Sunbury Village Council took another step at its meeting Wednesday, Sept. 19, to complete a comprehensive master plan to help guide growth and development in the village.
Council members, at the urging of Mayor Tommy Hatfield, approved a motion of support to create a steering committee that would meet for at least the next six months to hammer out details of a master plan.
"This is going to take some time," Hatfield told members of council, who must approve any master plan.
The committee will hold its first meeting at 6:30 p.m. Nov. 1. The committee will be composed of two council members, two members of the village planning and zoning committee, the mayor, two at-large resident members and representatives from the chamber of commerce, the library, the historical society and the school district.
The Delaware County Regional Planning Commission also will help with the plan under a $6,000 contract approved by council in June.
The village prepared a draft master plan about eight years ago, but it was never formally approved. That draft plan is being used as a guide for the final version.
During a break in the Sept. 19 meeting, Village Administrator Dave Martin said the village's growth is a guiding force to get a plan completed.
Sunbury had an estimated 4,389 residents as of the 2010 census.
"So many communities grow so fast ... We need to address some of the issues," he said.
It's likely Sunbury will have more than 5,000 residents by the 2020 census and will be eligible to become a city.

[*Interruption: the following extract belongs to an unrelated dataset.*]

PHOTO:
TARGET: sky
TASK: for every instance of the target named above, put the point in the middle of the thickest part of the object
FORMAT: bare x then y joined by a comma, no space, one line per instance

Also at the Sept. 19 meeting:
* Council approved a resolution authorizing the village to seek a grant and a loan from the Ohio Public Works Commission for Sunbury's 2013 street-repair program.
The village hopes to receive a $200,000 grant and a $50,000 loan. Sunbury would kick in $150,000 in matching funds.
Oct. 5 is the deadline to submit applications for grants and loans from the commission.
At least six streets are being considered for repairs next year at an estimated cost of $388,000. They are Sedwick Avenue, Crowl Drive, McGill Street, Case Street and parts of South Vernon Street and Rainbow Avenue.
* The village will pay $5,983 to the Delaware County Engineer's Office for road salt.
The village had contracted with the engineer's office for 156 tons of salt last year at a cost of $9,643. Part of that bill was paid when about half of that salt was delivered. Much of it went unused due to the mild winter.
The payment approved Sept. 19 is for the remainder of the salt, which means the village should have more than 100 tons on hand for the 2012-13 winter, officials said. More salt can be purchased, if needed, once the winter months arrive.